More money has gone into research, especially a big one-year boost from the economic stimulus funds.

The Obama/Biden campaign had an autism specific agenda document, which included an individual to oversee federal autism efforts:

Appoint Federal ASD Coordinator to Oversee All Federal ASD Efforts: Barack Obama and Joe Biden will ensure all federal ASD activities occur in an efficient manner that prioritizes both research and supports for families affected by ASD. They will appoint a Federal ASD Coordinator to oversee federal ASD research and federal efforts to improve awareness of ASD and improve the training of medical professionals to identify and treat ASD. By establishing one top-level point person to coordinate ASD efforts in the White House, they will ensure that ASD receives the recognition and priority it deserves in the federal government. The Federal ASD Coordinator will also be tasked with eliminating bureaucratic obstacles that may be delaying implementation of important ASD measures and ensuring that all federal ASD dollars are being spent in a manner that prioritizes results. The Coordinator will work with state task forces on ASD to ensure effective communication and collaboration among federal, state, and local agencies.

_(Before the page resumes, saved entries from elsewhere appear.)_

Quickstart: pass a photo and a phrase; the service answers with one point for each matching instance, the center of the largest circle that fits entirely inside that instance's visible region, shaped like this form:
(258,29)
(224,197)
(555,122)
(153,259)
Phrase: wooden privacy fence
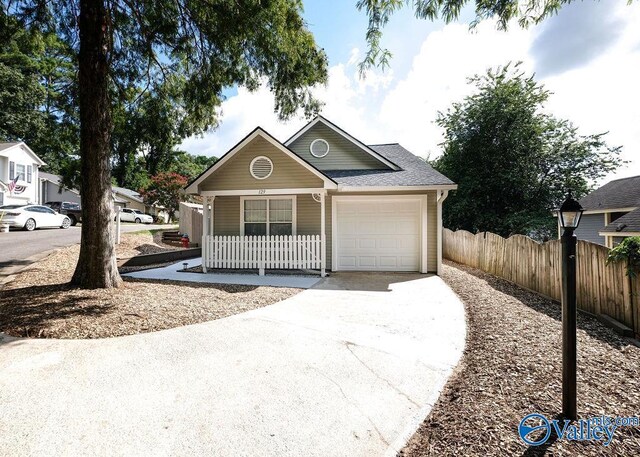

I remember these things. I bet a lot of readers here do too. We remember. We vote.

4 Responses to “Obama’s State of the Union Address 2011”

  1. Leila January 26, 2011 at 17:24 #

    The State of the Union address cannot touch on every important issue. The president has a certain amount of time to speak and he has to prioritize according to the most pressing political issues of the time. Right now the bad economy is the main concern; and the president also has to respond to the relentless attacks from the opposition regarding the health care law, tax cuts, spending, etc. The education part of the speech came in the context of the economy as well – how can the US stay competitive and innovate without a strong basis in education, such as in the Asian countries. So, the fact that special education wasn’t mentioned in the SOTU doesn’t mean the administration is not taking it seriously.

    • Sullivan January 26, 2011 at 18:54 #


      it is a bit disingenuous of me to expect mention in the state of the union address, I admit. But I’ve been thinking about Mr. Obama’s record at the half-way point since last fall. November was 2 years since election day. We are about 2 years since inauguration.

      There have been some successes. More funding for research. Stimulus funds for special ed. But, one reason I supported Mr. Obama was that he made concrete recommendations. He hasn’t made good on those. It is hard to fully fund IDEA during a downturn–but this is precisely the time when we need it. School budgets are tight. Schools are looking to special education as a way to reduce budgets.

  2. Clay January 27, 2011 at 06:26 #

    He hasn’t made good on a lot of promises. And extending the tax cuts for the millionaires has just about ripped it with me.